Im März letzten Jahres wurde ich in Bloomington, Indiana, USA von Hoko Karnegis in der Linie von Okumura Roshi zum Soto-Zen-Priester ordiniert. Als der Lockdown begann, haben wir für unsere kleine frische Sangha in Wien schnell ein virtuelles Netz aufgespannt, mit einen Dialograum, der sich als sehr hilfreich für diese Zeit herausgestellt hat, um gemeinsam unsere Ängste, die Wut, unsere Einsamkeit und noch vieles mehr aufzufangen. Es wurde schnell sichtbar, dass es dringender denn je eine Wiedereröffnung der Herzen braucht und dazu können unsere Bodhisattva-Gelübde einen wichtigen Beitrag leisten. Mit unserer Übung zur Befreiung unseres Herzens, mit Hilfe eines großherzigen, fürsorglichen und elterlichen Geistes, von dem unsere Vorfahren, von Uchiyama Roshi bis hin zu Dogen Zenji, sprachen, zum Wohle aller Wesen tätig werden.
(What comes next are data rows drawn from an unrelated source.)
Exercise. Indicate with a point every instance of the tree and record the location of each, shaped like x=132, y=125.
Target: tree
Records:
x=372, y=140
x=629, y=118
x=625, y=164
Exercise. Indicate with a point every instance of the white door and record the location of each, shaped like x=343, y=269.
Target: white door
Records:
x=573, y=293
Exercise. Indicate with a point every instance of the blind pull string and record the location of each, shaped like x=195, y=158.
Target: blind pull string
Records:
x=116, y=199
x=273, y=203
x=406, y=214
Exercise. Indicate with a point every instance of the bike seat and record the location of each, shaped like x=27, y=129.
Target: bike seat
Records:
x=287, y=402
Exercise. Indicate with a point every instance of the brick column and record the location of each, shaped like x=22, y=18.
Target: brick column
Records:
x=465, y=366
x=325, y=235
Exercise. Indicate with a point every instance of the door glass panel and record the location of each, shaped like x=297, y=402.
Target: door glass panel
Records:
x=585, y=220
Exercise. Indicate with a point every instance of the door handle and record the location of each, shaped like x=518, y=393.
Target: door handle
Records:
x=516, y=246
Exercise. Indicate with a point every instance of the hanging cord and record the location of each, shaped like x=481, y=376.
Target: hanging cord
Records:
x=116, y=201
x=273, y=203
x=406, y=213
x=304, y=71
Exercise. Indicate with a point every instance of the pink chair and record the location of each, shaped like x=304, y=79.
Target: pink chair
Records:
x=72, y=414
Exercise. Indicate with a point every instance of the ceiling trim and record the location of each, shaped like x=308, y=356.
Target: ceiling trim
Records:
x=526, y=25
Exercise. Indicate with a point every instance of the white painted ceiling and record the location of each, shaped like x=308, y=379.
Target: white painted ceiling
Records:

Ich bin als buddhistischer Seelsorger in Gefängnissen und einer Obdachloseneinrichtung tätig und teile meine Praxis. Diese Welt zu einem besseren Ort zu machen scheint eine unmögliche Aufgabe zu sein, aber die Möglichkeit dazu besteht in jedem Moment. In jeder kleinen Handlung, die wir setzen, können wir einen Samen für die Heilung miteinsetzen, Moment für Moment, Augenblick für Augenblick. Ich träume schon lange davon, dies auszuweiten und in einen größeren gesellschaftlichen Kontext zu bringen. Was mich, was uns als Gemeinschaft nährt, ist eine wichtige Frage in meiner Praxis und dazu gehört auch, wie wir uns ernähren. Ich liebe Kochen und Backen und möchte mit dieser handwerklichen Arbeit Menschen unterstützen. Praktizierende wie Bernie Glassman, aber auch Mitglieder anderer Religionen, wie zum Beispiel Pater Gregory Boyle, haben diese Idee in mir gestärkt, aber letztendlich war es Rev. Kalen McAllister aus St. Luis, eine Zen-Priesterin, die ich letztes Jahr in ihrer „Laughing Bear Bakery“ besuchen durfte, die mich inspirierte, auf ähnliche Weise meine Praxis im Alltag umzusetzen. Sie bäckt gemeinsam mit ehemaligen Häftlingen Kuchen, Kekse und Muffins und vertreibt diese über kleine, lokale Geschäfte. Zurück in Wien gab mir meine Dharma Schwester Susanne Halbeisen den Raum, um die Idee in ein Konzept zu gießen, und führt das Projekt seitdem mit mir gemeinsam. Durch die Corona-Krise wurde mir noch klarer, wie wichtig der Fokus auf dieses Teilen unserer Praxis und ihrer Früchte in einem größeren gesellschaftlichen Kontext ist. Wir haben ihm den Namen „1000 Hände“ gegeben, eine Anlehnung an den Bodhisattva des Mitgefühls, Avalokiteshvara, der in der buddhistischen Ikonographie oft mit 1000 Armen dargestellt wird. So ist es ihm möglich, allen Wesen gleichzeitig zu helfen, wo sie auch sein mögen. Für uns symbolisiert dieses Bild der 1000 Arme auch, dass wir nicht allein existieren und alle miteinander unumgänglich in Verbindung stehen.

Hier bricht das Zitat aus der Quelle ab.